WHO DISCOVERED DINOSAURS?

Around 1819, scientists identified some fossils as belonging to ‘giants’ they named Megalosaurus. In 1842 British scientist Richard Owen studied these fossils and noticed similarities among them and that they looked reptilian. He also realised that they were very different from any creatures that roamed Earth today. Owen coined the name ‘dinosaurs’, meaning ‘terrible lizards’.

In 1842, the trailblazing British scientist Richard Owen announced the discovery of the dinosaurs to great acclaim. He described them as immense animals with thick limb bones and strong, reinforced hips. They were the “most perfect modifications of the Reptilian type”, and “must have played the most conspicuous parts, in their respective characters as devourers of animals and feeders upon vegetables, that this world has ever witnessed in oviparous and cold-blooded creatures”.

Two decades earlier, scientists already knew of the existence of gigantic sea reptiles in the distant past, but by the time of Owen’s publication, clues were emerging that equally impressive reptiles had lived on land as well. The first of these “dinosaurs-to-be” was a huge carnivore, discovered in an English rock known as the Stonesfield Slate, and published by William Buckland in 1824 under the name Megalosaurus. Buckland imagined it to be a fearsome predatory lizard with a total body length of 18–21 m (60–70 ft).
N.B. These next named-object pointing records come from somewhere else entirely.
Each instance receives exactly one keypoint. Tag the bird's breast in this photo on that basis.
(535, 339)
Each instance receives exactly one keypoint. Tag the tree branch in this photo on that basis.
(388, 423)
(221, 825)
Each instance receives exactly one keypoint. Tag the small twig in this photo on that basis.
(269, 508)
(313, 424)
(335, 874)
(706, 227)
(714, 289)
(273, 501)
A second “dinosaur-to-be” was found by Gideon Mantell, a medical doctor and amateur fossil collector from the small market town of Lewes in East Sussex, in southern England. Mantell built up an impressive collection of fossils from his neighborhood over the years, first publishing on them in 1822. However, the fact that he lived outside the socio-political center of 19th-century England counted against him, despite his best efforts to make his way in London scientific circles. By the early 1820s, Mantell had obtained several unusual fossil teeth that came from the Tilgate Grit (now known to be Lower Cretaceous in age), and in 1825 he named Iguanodon for these remains. Since the teeth resembled those of iguanas, he regarded Iguanodon as lizard-like but enormous in size, its length perhaps exceeding 30 m (100 ft).
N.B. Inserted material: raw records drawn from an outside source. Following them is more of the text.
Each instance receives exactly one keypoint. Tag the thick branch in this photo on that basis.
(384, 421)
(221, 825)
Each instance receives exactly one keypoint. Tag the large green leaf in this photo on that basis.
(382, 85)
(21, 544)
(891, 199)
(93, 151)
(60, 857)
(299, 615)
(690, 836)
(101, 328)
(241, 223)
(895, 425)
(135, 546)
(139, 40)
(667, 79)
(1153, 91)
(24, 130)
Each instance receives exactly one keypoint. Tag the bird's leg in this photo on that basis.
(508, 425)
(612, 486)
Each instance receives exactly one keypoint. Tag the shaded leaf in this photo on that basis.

third “dinosaur-to-be” was, like Iguanodon, also from the county of East Sussex. The specimen was uncovered by workmen and blasted into fragments that Mantell later managed to fit together, and in 1833 he named it Hylaeosaurus. It is a big armored reptile with large conical spines arranged on the neck and shoulders, and has remained poorly known. Certainly it has never become as familiar to the public as Megalosaurus or Iguanodon.